Lindon, UT – October 16, 2008 – Today, Footnote.com released the first digitized versions of the Civil War Widows' Pension Files.
Through its partnership with Footnote.com, the National Archives and Records Administration (NARA) and FamilySearch, Footnote.com has worked together to prepare, scan, index and now publish these highly popular original documents. "These are one of the most heavily used series of original records at the National Archives," said James Hastings, NARA Director of Access Programs.
Having never been microfilmed before, the Civil War Pension Files were previously accessible only at the National Archives in Washington, DC. Now, through this project, anyone can access these records via the internet exclusively on Footnote.com.
"The significance to family historians is obvious," says Cynthia Fox, a NARA Deputy Director. "However, these records offer much to the scholarly community as well.
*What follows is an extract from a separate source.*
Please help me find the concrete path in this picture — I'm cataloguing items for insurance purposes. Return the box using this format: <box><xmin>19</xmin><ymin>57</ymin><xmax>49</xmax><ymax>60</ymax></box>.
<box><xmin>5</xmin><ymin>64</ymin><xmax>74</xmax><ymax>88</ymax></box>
They document the lives of common Americans; people who rarely left journals or collections of letters. They often tell the life stories of people whose daily lives would otherwise be undocumented. Having these records online opens this virtually untapped resource for the study of social history in new and exciting ways."
Footnote.com has additional paper-to-digital projects to the site including:
• The Southern Claims Commission
• WWII & Vietnam War Photos
• Homestead Records
"It's crucial to preserve this information and make it available on the internet where more people can interact with these records," explains Russ Wilding, CEO of Footnote.com. "At Footnote.com we believe it's all about people connecting with history in a unique way and our goal is to make sure we provide the best content to help make that connection."
Footnote.com now features over 45 million records ranging from the time of the Pilgrims and the Revolutionary War to the Vietnam War. Millions of documents are added every month with increasing numbers of people adding their own piece of history to the Footnote.com site through photos, documents, letters and stories.